7
头图
Author: imyzf

Overview

Content as structured data.

——Inscription on unified official website

Unified is a set of ecosystems related to text processing. Combined with its ecologically related plug-ins, it can process Markdown, HTML, natural language, etc. The unified library itself acts as a unified execution interface, acting as an executor, calling its ecologically related plug-ins to complete processing tasks.

As can be seen from the unified official website , unified is currently widely used, including Prettier, Node.js official website, and Gatsby all use the unified ability to complete some functions.

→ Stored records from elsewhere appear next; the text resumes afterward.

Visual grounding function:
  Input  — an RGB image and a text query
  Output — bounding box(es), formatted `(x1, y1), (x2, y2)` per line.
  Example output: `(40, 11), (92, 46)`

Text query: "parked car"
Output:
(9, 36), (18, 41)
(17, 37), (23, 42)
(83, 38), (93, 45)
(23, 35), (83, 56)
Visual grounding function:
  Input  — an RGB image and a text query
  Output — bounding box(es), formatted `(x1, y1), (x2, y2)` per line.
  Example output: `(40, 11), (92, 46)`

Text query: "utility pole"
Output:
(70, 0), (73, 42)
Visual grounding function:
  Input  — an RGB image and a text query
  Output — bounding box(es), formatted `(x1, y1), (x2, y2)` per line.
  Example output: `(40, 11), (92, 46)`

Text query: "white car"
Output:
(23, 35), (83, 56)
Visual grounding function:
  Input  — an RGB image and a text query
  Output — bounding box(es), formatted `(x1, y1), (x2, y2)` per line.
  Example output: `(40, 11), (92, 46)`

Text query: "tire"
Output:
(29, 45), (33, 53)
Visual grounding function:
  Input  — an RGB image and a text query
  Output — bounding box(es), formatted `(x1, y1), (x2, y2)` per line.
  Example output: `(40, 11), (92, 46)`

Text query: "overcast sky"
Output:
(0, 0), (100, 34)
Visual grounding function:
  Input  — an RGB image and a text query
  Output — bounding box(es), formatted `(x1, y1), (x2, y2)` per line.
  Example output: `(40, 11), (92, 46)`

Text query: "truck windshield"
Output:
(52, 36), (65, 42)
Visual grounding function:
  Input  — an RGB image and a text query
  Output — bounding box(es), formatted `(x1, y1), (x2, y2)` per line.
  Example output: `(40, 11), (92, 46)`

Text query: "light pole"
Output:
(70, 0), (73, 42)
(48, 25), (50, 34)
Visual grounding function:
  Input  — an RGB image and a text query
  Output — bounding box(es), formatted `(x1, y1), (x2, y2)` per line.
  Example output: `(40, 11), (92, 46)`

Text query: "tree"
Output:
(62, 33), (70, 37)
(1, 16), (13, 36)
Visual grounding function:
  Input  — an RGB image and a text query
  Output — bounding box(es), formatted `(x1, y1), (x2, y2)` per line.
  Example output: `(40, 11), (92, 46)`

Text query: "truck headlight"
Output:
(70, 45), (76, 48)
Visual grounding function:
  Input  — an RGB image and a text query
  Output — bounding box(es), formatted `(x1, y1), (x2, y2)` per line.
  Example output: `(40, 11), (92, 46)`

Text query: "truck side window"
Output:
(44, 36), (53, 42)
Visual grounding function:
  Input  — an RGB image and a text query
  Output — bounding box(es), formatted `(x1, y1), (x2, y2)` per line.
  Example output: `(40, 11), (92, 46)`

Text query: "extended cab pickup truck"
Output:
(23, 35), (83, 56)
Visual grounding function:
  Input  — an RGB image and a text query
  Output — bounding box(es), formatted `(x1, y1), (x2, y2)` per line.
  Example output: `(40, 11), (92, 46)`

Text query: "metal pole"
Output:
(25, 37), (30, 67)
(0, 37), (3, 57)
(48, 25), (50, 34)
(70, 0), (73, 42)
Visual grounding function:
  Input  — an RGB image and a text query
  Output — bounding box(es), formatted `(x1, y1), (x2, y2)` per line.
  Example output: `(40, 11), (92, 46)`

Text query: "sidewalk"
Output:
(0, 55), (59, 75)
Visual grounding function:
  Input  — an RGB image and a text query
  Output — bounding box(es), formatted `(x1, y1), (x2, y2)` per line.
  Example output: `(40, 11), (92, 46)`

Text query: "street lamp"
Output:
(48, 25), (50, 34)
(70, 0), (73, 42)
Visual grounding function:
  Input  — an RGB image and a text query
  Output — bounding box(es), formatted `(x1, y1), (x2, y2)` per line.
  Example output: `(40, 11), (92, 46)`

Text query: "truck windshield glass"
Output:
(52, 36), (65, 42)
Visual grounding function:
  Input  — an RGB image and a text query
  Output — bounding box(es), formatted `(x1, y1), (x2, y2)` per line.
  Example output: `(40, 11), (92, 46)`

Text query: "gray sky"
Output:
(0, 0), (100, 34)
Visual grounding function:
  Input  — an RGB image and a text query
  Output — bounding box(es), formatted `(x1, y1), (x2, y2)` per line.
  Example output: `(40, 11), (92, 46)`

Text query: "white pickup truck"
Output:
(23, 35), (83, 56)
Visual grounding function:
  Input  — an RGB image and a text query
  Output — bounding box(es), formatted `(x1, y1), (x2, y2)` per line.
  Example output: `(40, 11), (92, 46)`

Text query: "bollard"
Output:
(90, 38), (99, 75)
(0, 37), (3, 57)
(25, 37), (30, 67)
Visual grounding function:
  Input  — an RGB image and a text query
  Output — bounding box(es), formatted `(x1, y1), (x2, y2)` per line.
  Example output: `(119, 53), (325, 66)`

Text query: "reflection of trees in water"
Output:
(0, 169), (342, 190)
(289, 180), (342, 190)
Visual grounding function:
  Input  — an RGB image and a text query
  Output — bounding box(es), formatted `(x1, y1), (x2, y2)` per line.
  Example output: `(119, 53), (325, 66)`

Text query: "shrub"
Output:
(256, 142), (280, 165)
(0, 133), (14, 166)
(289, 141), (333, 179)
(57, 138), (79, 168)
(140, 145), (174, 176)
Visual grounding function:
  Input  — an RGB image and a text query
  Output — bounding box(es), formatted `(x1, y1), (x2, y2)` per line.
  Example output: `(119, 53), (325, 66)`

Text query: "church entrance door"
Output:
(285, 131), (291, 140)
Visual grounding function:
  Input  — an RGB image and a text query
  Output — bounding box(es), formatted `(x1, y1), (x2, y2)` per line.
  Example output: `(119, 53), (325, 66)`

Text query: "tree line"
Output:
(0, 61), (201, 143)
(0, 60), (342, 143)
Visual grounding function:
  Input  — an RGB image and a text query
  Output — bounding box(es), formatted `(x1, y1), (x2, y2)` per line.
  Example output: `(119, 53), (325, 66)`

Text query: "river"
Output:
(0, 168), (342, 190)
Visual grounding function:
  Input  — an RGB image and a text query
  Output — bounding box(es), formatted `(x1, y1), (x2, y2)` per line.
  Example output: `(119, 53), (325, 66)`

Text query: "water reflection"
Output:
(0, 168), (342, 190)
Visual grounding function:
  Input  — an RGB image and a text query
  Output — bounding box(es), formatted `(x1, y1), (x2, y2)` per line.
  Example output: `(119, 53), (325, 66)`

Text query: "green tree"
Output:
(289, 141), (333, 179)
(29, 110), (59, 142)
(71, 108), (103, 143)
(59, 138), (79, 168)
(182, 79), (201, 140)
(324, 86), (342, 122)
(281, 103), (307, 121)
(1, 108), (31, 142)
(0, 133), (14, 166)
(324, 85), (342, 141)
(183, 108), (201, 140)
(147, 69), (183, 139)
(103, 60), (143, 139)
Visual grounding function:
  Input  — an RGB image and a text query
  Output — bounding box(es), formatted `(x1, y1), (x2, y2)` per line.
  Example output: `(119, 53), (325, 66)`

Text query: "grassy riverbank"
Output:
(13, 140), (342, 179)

Figure: Example of use of unified official website

Common usage scenarios include:

  • Generate HTML pages and sites based on Markdown
  • Markdown/HTML content processing
  • Markdown syntax checking, formatting
  • As a low-level library, tools that encapsulate specific scenarios

In view of the fact that there are very few articles about the unified system in China, this article will introduce the related plug-in ecology and working principle of unified, and analyze some usage examples to help readers understand the capabilities, principles and uses of the unified system.

Plug-in ecology

Figure: unified ecology related plug-ins

remark

remark is a collection of Markdown-related plug-ins, providing the ability to parse, modify, and convert Markdown into HTML.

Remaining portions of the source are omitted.